Christmas Weekend Movie Guide

Reviews of Tintin, War Horse, We Bought a Zoo and other potential Oscar contenders

Thus begins one of the most important movie weekends of the year. On Tuesday, Oscar ballots will be mailed out—nominations announced four weeks later (on January 24). So this will be the final weekend for wide release films to make an impression. While Hugo, The Descendants, and The Help have been talked about for weeks, this will be studios’ last chance to make an impact. So here are my reviews of the big name releases this week.

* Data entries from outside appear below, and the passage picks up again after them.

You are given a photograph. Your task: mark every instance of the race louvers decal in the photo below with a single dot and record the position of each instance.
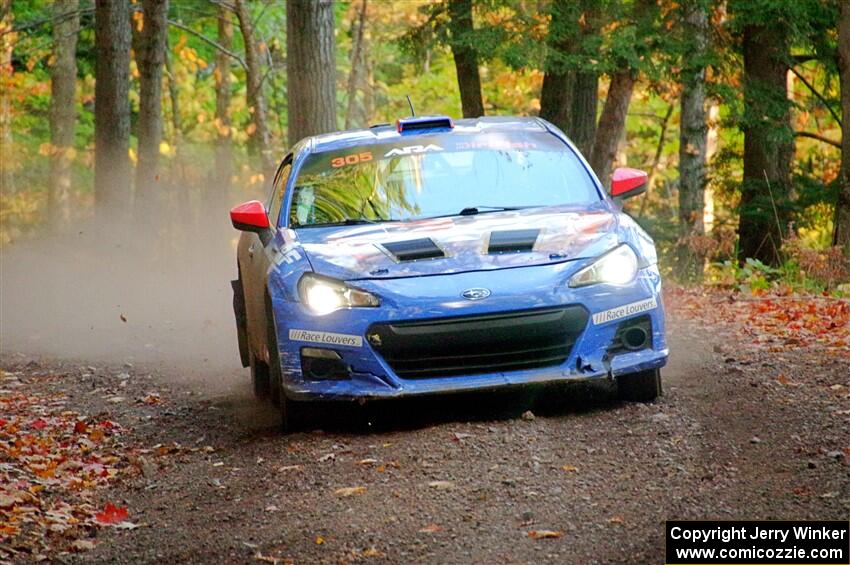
(625, 310)
(326, 338)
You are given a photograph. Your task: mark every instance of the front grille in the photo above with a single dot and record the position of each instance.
(471, 345)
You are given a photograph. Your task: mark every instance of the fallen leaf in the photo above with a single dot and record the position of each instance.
(82, 545)
(349, 491)
(267, 558)
(111, 514)
(544, 534)
(291, 468)
(441, 485)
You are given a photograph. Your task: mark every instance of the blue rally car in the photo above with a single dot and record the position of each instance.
(439, 256)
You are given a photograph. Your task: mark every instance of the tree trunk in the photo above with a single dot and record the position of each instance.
(842, 207)
(259, 137)
(7, 40)
(466, 57)
(582, 126)
(358, 64)
(612, 123)
(150, 58)
(112, 111)
(63, 114)
(557, 91)
(310, 68)
(224, 139)
(768, 144)
(693, 144)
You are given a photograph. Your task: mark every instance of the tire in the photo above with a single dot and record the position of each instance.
(644, 386)
(292, 412)
(241, 321)
(259, 377)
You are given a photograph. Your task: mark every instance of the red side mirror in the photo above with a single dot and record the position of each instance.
(250, 216)
(628, 182)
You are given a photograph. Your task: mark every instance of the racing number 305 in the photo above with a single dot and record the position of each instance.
(352, 159)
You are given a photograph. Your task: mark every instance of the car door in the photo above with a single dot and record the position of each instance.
(255, 260)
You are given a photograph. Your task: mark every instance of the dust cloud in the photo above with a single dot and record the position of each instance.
(103, 295)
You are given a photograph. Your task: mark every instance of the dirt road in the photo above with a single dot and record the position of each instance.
(466, 479)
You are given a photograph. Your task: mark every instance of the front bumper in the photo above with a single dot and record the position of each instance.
(518, 294)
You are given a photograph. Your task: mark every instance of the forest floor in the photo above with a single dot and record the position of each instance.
(140, 463)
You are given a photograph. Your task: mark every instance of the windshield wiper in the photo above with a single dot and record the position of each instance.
(348, 222)
(473, 210)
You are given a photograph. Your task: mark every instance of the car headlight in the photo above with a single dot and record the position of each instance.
(322, 295)
(618, 266)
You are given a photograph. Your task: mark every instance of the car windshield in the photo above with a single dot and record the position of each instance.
(438, 175)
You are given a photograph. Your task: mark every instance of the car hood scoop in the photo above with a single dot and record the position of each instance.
(512, 241)
(412, 249)
(458, 244)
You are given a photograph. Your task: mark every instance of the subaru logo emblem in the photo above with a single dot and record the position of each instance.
(475, 293)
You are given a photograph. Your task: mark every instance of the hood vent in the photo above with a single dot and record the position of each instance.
(413, 249)
(512, 241)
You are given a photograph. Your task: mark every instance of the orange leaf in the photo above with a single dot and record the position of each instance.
(544, 534)
(111, 514)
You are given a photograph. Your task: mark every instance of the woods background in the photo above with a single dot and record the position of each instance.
(152, 117)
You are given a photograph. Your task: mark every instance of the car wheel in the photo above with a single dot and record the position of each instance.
(259, 377)
(291, 411)
(644, 386)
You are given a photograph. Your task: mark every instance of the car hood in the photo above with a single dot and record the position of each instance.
(457, 244)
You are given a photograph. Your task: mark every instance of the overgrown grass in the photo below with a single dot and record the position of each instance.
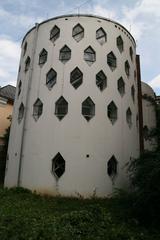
(27, 216)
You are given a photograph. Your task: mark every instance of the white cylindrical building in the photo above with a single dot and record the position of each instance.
(149, 116)
(75, 115)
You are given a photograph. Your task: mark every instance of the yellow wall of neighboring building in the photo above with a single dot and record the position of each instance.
(5, 112)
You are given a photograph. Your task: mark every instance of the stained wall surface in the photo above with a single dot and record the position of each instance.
(85, 145)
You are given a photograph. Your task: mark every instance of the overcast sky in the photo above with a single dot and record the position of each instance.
(140, 17)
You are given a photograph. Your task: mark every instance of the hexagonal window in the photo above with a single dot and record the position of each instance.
(61, 108)
(58, 165)
(101, 36)
(112, 112)
(121, 86)
(89, 55)
(51, 78)
(112, 61)
(135, 75)
(19, 87)
(120, 44)
(27, 64)
(112, 167)
(54, 33)
(76, 78)
(20, 113)
(131, 53)
(65, 54)
(88, 109)
(25, 49)
(101, 80)
(78, 32)
(129, 117)
(37, 109)
(133, 93)
(127, 68)
(145, 133)
(43, 57)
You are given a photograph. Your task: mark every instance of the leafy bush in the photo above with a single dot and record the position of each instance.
(27, 216)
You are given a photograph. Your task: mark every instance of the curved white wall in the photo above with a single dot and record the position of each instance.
(36, 143)
(149, 115)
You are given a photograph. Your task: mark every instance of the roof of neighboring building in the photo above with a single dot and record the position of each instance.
(8, 92)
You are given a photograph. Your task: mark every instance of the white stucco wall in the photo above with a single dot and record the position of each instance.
(73, 137)
(149, 114)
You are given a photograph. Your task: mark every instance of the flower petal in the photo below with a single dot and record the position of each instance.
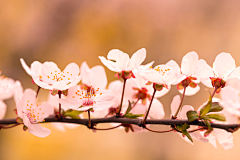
(223, 65)
(38, 130)
(25, 67)
(156, 110)
(189, 63)
(3, 109)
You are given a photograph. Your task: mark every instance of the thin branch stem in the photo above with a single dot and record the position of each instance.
(60, 108)
(135, 103)
(150, 104)
(228, 127)
(180, 105)
(120, 107)
(215, 89)
(158, 131)
(89, 120)
(38, 90)
(104, 129)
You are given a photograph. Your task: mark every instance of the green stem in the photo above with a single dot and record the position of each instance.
(120, 107)
(145, 116)
(180, 105)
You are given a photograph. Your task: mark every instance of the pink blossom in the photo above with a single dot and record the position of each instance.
(82, 100)
(223, 68)
(49, 76)
(32, 113)
(119, 61)
(53, 101)
(183, 115)
(186, 76)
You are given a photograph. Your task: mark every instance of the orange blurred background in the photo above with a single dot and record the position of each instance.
(75, 31)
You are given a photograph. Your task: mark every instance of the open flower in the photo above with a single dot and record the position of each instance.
(32, 113)
(120, 62)
(223, 68)
(183, 115)
(186, 76)
(162, 76)
(83, 100)
(49, 76)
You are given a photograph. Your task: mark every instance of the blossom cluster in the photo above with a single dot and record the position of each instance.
(77, 90)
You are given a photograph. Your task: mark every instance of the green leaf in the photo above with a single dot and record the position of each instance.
(207, 107)
(182, 127)
(133, 116)
(129, 107)
(207, 123)
(74, 114)
(185, 132)
(192, 116)
(215, 107)
(219, 117)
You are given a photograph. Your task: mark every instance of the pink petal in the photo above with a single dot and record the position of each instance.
(70, 72)
(223, 65)
(233, 82)
(109, 64)
(235, 73)
(190, 91)
(189, 63)
(38, 130)
(25, 67)
(28, 98)
(36, 69)
(137, 58)
(224, 138)
(157, 110)
(183, 113)
(49, 72)
(3, 109)
(43, 111)
(175, 104)
(18, 91)
(203, 70)
(98, 77)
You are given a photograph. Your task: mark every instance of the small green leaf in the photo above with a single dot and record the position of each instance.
(25, 128)
(215, 107)
(129, 107)
(185, 132)
(192, 116)
(207, 107)
(207, 123)
(133, 116)
(74, 114)
(19, 120)
(219, 117)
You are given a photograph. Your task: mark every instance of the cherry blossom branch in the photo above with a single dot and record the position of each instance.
(228, 127)
(145, 116)
(120, 107)
(180, 105)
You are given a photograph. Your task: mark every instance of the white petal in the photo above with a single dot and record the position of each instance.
(25, 67)
(175, 104)
(189, 63)
(109, 64)
(190, 91)
(156, 110)
(3, 109)
(224, 138)
(39, 131)
(203, 70)
(137, 58)
(223, 65)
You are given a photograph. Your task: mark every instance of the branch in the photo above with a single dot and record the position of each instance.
(228, 127)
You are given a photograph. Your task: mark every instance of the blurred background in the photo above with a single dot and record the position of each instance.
(75, 31)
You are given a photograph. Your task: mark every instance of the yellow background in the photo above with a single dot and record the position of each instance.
(67, 31)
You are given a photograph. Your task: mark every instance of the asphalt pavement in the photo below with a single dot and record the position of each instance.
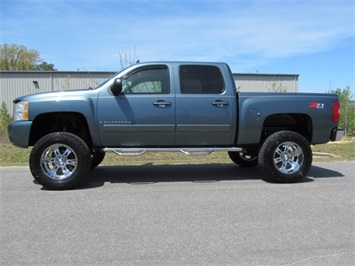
(214, 214)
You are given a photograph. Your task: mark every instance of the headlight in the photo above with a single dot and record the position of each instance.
(21, 111)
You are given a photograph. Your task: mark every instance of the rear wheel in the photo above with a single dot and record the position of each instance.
(285, 157)
(60, 160)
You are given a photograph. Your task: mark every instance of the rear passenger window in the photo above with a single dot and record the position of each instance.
(150, 80)
(201, 79)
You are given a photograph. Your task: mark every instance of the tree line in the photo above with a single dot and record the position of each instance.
(18, 57)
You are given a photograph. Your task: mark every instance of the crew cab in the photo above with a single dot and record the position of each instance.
(191, 107)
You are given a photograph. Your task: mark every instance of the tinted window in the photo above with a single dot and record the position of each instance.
(147, 80)
(201, 79)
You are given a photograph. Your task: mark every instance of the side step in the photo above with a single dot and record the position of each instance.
(186, 151)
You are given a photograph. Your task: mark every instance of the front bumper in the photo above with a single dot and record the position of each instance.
(19, 133)
(337, 134)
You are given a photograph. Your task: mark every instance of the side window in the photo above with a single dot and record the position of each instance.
(147, 80)
(196, 79)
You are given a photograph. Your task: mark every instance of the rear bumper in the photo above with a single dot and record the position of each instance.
(19, 133)
(337, 134)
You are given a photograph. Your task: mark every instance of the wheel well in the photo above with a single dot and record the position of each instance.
(60, 122)
(299, 123)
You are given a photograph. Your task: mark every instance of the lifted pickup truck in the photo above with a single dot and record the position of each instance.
(171, 106)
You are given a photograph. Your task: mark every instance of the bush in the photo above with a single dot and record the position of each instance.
(5, 119)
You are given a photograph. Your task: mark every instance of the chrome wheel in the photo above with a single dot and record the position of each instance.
(285, 157)
(288, 157)
(59, 162)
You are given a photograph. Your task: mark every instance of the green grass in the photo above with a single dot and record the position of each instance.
(341, 151)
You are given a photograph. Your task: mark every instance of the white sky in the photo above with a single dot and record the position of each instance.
(313, 38)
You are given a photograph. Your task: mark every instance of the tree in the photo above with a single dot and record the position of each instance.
(277, 86)
(347, 108)
(45, 66)
(128, 59)
(18, 57)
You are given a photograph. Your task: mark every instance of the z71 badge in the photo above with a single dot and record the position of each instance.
(316, 105)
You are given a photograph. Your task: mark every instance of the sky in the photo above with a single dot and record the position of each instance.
(312, 38)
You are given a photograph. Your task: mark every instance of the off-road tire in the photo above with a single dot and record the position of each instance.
(60, 161)
(285, 157)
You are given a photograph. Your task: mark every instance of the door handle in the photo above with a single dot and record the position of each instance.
(161, 103)
(220, 103)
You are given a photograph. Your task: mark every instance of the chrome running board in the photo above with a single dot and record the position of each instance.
(186, 151)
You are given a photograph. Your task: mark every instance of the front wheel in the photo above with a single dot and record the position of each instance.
(60, 160)
(285, 157)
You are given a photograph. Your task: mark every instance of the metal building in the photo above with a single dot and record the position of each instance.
(266, 82)
(17, 83)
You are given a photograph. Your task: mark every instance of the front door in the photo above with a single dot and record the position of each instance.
(143, 115)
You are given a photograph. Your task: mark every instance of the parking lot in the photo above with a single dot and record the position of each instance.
(211, 214)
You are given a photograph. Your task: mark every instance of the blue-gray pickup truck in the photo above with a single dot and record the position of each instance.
(189, 107)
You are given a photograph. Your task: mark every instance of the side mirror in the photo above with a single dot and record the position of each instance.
(116, 87)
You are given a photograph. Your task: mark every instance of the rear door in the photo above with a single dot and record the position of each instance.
(204, 108)
(143, 115)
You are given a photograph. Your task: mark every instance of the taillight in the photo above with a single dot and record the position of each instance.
(336, 111)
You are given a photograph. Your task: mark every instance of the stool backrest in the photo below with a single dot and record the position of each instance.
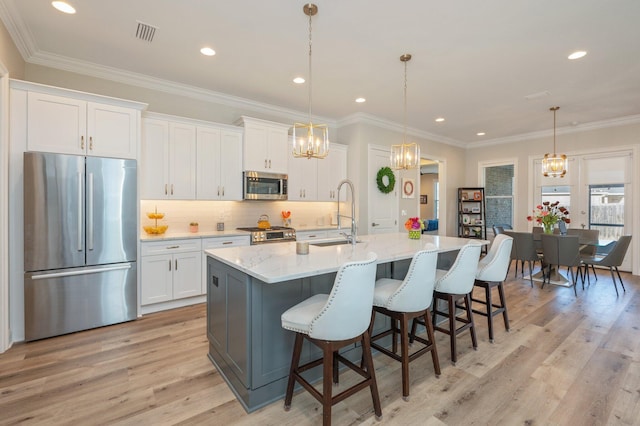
(347, 313)
(493, 267)
(416, 291)
(460, 277)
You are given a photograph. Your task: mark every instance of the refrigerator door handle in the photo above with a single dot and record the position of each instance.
(90, 213)
(80, 202)
(81, 272)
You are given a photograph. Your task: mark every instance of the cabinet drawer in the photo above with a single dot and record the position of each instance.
(170, 246)
(221, 242)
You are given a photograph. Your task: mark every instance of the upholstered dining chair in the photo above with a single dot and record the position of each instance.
(491, 273)
(453, 286)
(330, 322)
(404, 300)
(612, 260)
(562, 250)
(524, 250)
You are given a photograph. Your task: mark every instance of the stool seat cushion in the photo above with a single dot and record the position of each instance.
(299, 317)
(385, 288)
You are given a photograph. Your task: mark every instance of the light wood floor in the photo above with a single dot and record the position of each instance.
(566, 361)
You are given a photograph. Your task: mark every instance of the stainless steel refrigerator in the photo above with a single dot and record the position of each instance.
(80, 243)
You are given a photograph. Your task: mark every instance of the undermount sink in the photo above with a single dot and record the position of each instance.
(331, 243)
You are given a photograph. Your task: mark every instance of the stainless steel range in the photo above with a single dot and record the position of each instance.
(275, 234)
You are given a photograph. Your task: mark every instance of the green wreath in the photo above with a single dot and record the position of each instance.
(385, 171)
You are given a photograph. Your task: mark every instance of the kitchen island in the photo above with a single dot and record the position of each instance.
(248, 289)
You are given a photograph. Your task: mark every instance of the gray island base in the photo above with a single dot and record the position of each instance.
(248, 289)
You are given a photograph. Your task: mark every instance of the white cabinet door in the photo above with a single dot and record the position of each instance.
(154, 160)
(231, 165)
(265, 146)
(208, 186)
(277, 149)
(303, 179)
(219, 164)
(111, 131)
(56, 124)
(157, 279)
(182, 161)
(187, 274)
(331, 171)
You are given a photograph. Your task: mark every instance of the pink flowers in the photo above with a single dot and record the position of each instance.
(414, 224)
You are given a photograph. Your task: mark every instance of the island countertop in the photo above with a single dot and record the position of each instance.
(278, 262)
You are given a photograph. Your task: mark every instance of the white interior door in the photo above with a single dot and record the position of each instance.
(382, 208)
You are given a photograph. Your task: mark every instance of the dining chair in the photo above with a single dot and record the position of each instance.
(587, 251)
(404, 300)
(330, 322)
(524, 250)
(562, 250)
(612, 260)
(491, 273)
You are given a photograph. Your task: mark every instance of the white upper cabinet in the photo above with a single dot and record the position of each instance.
(168, 160)
(75, 126)
(265, 146)
(219, 164)
(331, 171)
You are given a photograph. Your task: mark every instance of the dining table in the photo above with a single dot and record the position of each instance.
(556, 276)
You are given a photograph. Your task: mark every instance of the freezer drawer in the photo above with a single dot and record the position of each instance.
(63, 301)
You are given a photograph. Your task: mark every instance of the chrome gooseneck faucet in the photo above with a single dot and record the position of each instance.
(351, 238)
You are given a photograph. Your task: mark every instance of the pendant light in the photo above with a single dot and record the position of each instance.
(554, 165)
(406, 155)
(310, 140)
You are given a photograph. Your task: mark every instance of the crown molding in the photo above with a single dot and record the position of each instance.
(140, 80)
(584, 127)
(361, 117)
(18, 31)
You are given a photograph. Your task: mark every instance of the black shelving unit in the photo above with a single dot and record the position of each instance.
(472, 221)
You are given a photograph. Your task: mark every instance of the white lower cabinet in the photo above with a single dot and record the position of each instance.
(215, 243)
(170, 270)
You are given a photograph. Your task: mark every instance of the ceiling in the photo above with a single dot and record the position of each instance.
(474, 62)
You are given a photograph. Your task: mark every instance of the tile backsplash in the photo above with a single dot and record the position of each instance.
(178, 214)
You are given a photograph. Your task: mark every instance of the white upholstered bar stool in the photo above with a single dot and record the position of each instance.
(332, 321)
(404, 300)
(491, 273)
(455, 285)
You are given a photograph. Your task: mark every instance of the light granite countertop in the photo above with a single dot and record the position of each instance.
(273, 263)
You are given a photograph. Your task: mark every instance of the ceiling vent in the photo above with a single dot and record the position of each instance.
(145, 32)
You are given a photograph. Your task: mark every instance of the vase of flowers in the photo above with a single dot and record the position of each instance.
(548, 214)
(415, 226)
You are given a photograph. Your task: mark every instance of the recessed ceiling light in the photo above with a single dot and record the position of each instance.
(63, 7)
(207, 51)
(577, 55)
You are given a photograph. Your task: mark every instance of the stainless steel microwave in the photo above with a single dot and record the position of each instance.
(264, 186)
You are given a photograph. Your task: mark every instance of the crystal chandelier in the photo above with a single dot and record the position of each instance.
(554, 165)
(310, 140)
(406, 155)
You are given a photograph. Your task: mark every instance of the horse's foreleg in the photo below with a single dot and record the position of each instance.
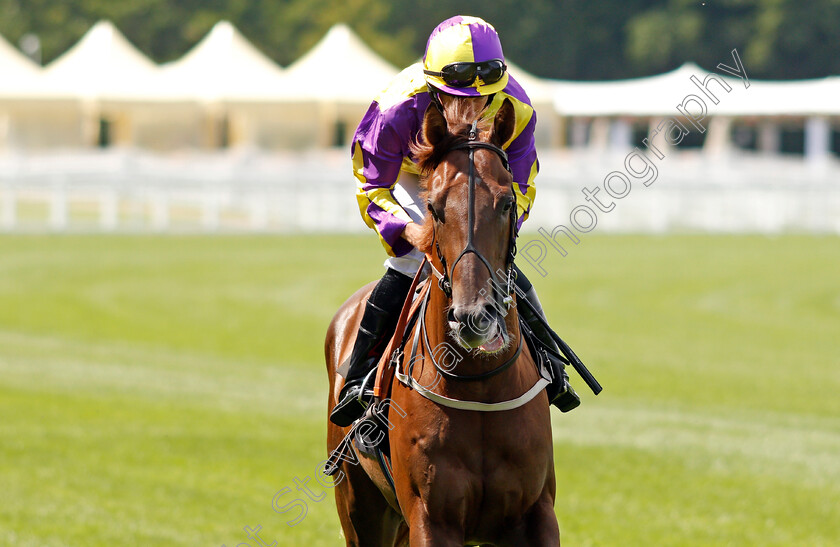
(424, 533)
(366, 518)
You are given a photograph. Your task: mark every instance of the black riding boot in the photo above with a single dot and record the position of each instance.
(376, 328)
(560, 392)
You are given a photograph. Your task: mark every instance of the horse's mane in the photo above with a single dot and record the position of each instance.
(459, 115)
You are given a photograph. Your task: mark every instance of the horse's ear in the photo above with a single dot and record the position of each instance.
(434, 125)
(503, 124)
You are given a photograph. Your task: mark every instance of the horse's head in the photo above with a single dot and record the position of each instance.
(472, 219)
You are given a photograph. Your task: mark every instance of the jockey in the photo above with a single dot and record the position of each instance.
(463, 59)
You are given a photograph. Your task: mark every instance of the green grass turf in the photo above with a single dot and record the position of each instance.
(160, 390)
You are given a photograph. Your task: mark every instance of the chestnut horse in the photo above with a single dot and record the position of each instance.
(472, 461)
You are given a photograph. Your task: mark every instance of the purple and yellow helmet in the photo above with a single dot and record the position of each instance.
(464, 57)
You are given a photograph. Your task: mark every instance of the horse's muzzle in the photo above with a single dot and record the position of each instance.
(478, 327)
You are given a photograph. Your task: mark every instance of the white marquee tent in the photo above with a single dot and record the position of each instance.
(224, 91)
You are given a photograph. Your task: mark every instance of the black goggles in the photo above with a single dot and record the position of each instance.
(464, 74)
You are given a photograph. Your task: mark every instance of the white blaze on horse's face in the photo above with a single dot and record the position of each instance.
(472, 205)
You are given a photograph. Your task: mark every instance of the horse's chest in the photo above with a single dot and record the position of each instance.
(471, 468)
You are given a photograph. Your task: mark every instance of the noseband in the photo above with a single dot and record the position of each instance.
(445, 279)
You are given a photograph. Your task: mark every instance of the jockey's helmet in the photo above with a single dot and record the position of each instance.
(464, 57)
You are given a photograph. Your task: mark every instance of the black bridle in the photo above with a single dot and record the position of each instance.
(445, 280)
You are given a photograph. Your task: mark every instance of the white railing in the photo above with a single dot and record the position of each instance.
(133, 191)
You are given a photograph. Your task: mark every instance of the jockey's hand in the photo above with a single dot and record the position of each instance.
(416, 235)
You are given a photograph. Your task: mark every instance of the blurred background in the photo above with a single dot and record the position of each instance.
(178, 224)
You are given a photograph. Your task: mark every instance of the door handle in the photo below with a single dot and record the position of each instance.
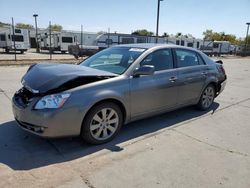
(204, 73)
(173, 79)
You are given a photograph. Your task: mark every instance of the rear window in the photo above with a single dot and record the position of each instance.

War Horse (Opens December 25)
Stephen Spielberg’s latest live-action film is an epic story of a young man, a horse, and the frontlines of World War I. With longtime collaborators John Williams (score) and Janusz Kamiński (cinematography) and a story with sweeping battles and quiet family moments, this should have been a homerun. Unfortunately, it is too earnest and too mechanical: the score a bit heavy-handed, the cinematography, too Gone-with-the-Windy, the sets and performances a bit too polished. Instead of caring for the boy and the horse, the earnestness of the film provokes indifference. Much praise is being heaped on this film (it’s already on several Top Ten lists), but perhaps that has more do with the filmmaker than the film itself. My Grade: C+

The Girl with the Dragon Tattoo
Watching the opening credits—a video that would fit nicely within composer Trent Reznor’s Nine Inch Nails music video canon—you know David Fincher has left Facebook and Benjamin Button far behind. His adaptation—which, besides Hanna and Drive, has to be the coolest movie of the year—is dark, twisted, beautiful, cold, slick, morbidly humorous, faithful to the book, and violent. (Though much of the violence, thankfully, is left up to the imagination.) It also boasts tremendous performances from Rooney Mara, Daniel Craig, and Stellan Skarsgård. The movie’s 160-minute running time is a bit long, but this techno-y Silence of the Lambs is a must see. My Grade: A-

Tinker Tailor Soldier Spy
Mission Impossible this ain’t. This adaptation of John le Carré’s Cold War classic is a cerebral thriller boasting a tremendous and restrained performance from Gary Oldman. My Grade: B+

The Artist
Yes, it’s in black and white, and yes—for the most part—it’s a silent film, but The Artist is no pastiche; it bubbles with energy and originality. Starring the dashing, charismatic Jean Dujardin as a silent star in the brink of “talkies,” we watch as he is pushed aside for the talking, younger talent, namely the beautiful Peppy (played by Bérénice Bejo). In the hands of French director Michael Hazanavicius, this dazzling gem (with Lodovic Bource’s exquisite score) will take home many award nominations (and wins). My Grade: A

Adventures of Tintin: Secret of the Unicorn
Who would have thought that a cartoon would be the better Spielberg film of the year? Based on the international bestselling comic series The Adventures of Tintin, this performance capture animated film has the sensibility of Indiana Jones and the campy fun of Pirates of the Caribbean. Though the film’s resolution is a bit of a let down (it feels more like a sequel setup than a satisfying conclusion), it’s a beautifully made, high action movie great for the whole family. My Grade: B

We Bought a Zoo
Matt Damon plays a father who, along with his two kids, tries to cope after the death of his wife. Finding too many memories in his old home, as well as his son’s expulsion from high school, he buys a new home—which also happens to be a zoo. This “based on a true story” movie, directed by Cameron Crowe, was obviously made to appeal to as many people as possible: the kids have animals, the parents have adults struggling against the odds, the romantics have a budding relationship, and the manly men have Jason Bourne playing the lead. But the movie often feels monotonous: it never veers far from its predictable path—you will know the ending within the first 15 minutes of the film. Unfortunately, even Matt Damon’s solid performance can’t overcome an unsurprising storyline and an uninspired script (the movie’s title is used way too often in the dialogue).